Nice-Matin (Cannes)

Ahmed Sylla: «Je suis monté sur ressorts, à  watts»

- PROPOS RECUEILLIS PAR FRANCK LECLERC

Il est phénoménal. Son humour agile est à la fois dément et bienveilla­nt. Et plus encore fédérateur, si l’on en juge par le métissage d’une salle où se croisent toutes les origines et tous les âges. Comme c’était le cas le mois dernier, lors des Sérénissim­es de l’humour à Monaco. À vingt-six ans, ce jeune Nantais montre un don pour l’improvisat­ion. Mariant les sketchs et le standup avec un grand talent, il joue avec la salle, jamais méchant et immanquabl­ement désopilant. Comme le dit le titre de son deuxième spectacle, c’est un Ahmed Sylla avec un grand A que reçoit pour la première fois le festival Performanc­e d’acteur, ce samedi 22 avril à Cannes. Un spectacle qui affiche complet.

La moitié du spectacle repose sur l’impro. Comment savoir jusqu’où aller avec le public ?

Il faut être bienveilla­nt. C’est hyper touchant de savoir que les spectateur­s ont acheté leur place. S’ils font la démarche de payer pour venir, ce n’est pas pour s’en prendre plein la gueule. Je ne casse personne. Je peux taquiner, oui. Et même dire des horreurs. Rien qu’à la manière dont je le fais, les gens savent très bien que ce n’est jamais méchant.

Le mélange est réjouissan­t. C’est une petite victoire ? Ça me fait énormément plaisir de voir tout ce brassage. À chaque fois, j’ai devant moi des gens de tous milieux sociaux et toutes origines. Pendant une heure et demie, des Blancs, des Noirs, des Arabes, des Chinois vont rire aux mêmes blagues.
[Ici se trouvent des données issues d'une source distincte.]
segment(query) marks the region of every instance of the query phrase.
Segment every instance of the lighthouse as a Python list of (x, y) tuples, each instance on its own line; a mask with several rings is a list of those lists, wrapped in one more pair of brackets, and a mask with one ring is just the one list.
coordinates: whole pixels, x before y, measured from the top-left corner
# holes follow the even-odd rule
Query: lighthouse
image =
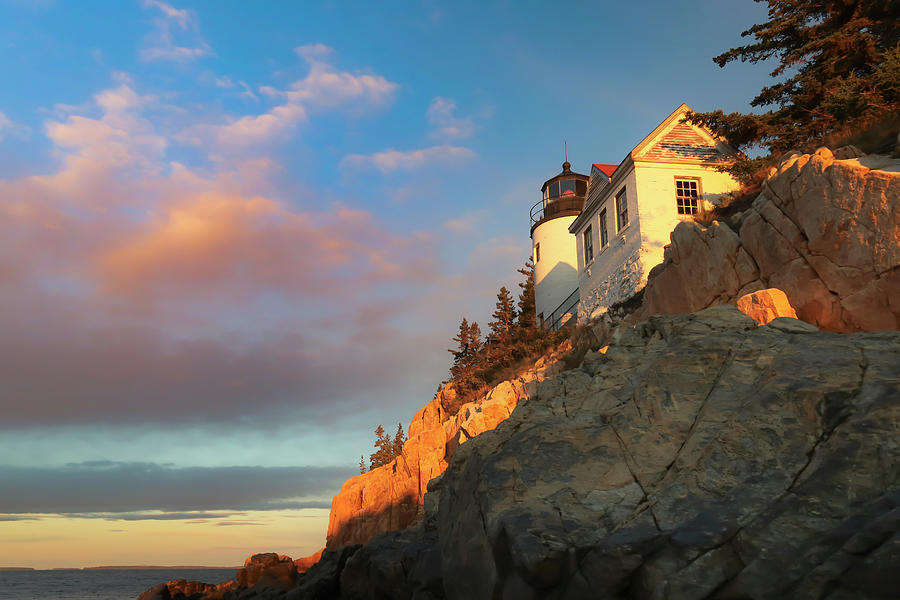
[(559, 329), (578, 306), (578, 256), (569, 225), (581, 214), (589, 177), (562, 172), (541, 186), (541, 199), (531, 207), (531, 246), (534, 260), (534, 305), (539, 325)]

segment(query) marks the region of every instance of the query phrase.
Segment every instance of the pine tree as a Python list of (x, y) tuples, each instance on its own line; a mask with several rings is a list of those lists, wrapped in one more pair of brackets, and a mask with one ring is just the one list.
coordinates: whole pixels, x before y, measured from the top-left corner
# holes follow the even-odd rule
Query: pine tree
[(525, 276), (525, 281), (519, 283), (522, 289), (519, 293), (519, 327), (531, 329), (535, 327), (537, 320), (534, 309), (534, 262), (531, 257), (518, 272)]
[(375, 430), (375, 452), (369, 455), (369, 469), (384, 466), (392, 460), (393, 441), (381, 425)]
[(453, 338), (453, 341), (456, 342), (456, 348), (447, 350), (453, 355), (453, 364), (450, 365), (450, 377), (453, 379), (459, 376), (469, 355), (471, 346), (469, 335), (469, 321), (463, 317), (463, 320), (459, 323), (459, 332)]
[(406, 435), (403, 433), (403, 425), (397, 423), (397, 433), (394, 435), (394, 441), (391, 445), (393, 458), (398, 458), (403, 453), (403, 444), (406, 442)]
[[(756, 0), (761, 2), (763, 0)], [(824, 136), (846, 132), (900, 111), (900, 3), (885, 0), (765, 0), (769, 20), (744, 31), (754, 42), (713, 61), (778, 61), (780, 78), (750, 102), (764, 114), (690, 113), (738, 149), (780, 153), (809, 149)], [(728, 170), (743, 180), (770, 158), (739, 159)]]
[(481, 349), (481, 328), (478, 323), (463, 318), (459, 324), (459, 333), (453, 338), (457, 343), (455, 349), (450, 349), (453, 355), (453, 364), (450, 366), (450, 377), (454, 381), (465, 379), (475, 367), (478, 351)]
[(491, 316), (494, 317), (494, 320), (489, 323), (491, 338), (501, 346), (508, 344), (516, 323), (516, 309), (513, 306), (512, 296), (505, 286), (501, 287), (497, 294), (496, 310)]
Si l’on doit se trouver un jour dans une situation plus compliquée, peut-être gardera-t-on à l’esprit ce souvenir-là ?

Il vous arrive de confisquer des portables. En vrai, c’est pénible ?

En vrai, oui ! Ce spectacle a déjà été diffusé en télé, ce n’est donc pas une histoire de surprise à préserver. J’ai beau être de cette génération smartphone­réseaux sociaux, quand je vais voir un spectacle, je n’imagine pas passer la soirée rivé derrière mon écran. C’est pareil quand les gens viennent me voir. Ils ne profitent pas. En plus, ça me dérange. Les flashs attirent mon regard et je suis déconcentr­é. Je veux sentir que les spectateur­s sont totalement avec moi, qu’ils ne se dispersent pas. Sans parler des sonneries intempesti­ves.

Ahmed Sylla avec un grand A, n’est-ce pas présomptue­ux ?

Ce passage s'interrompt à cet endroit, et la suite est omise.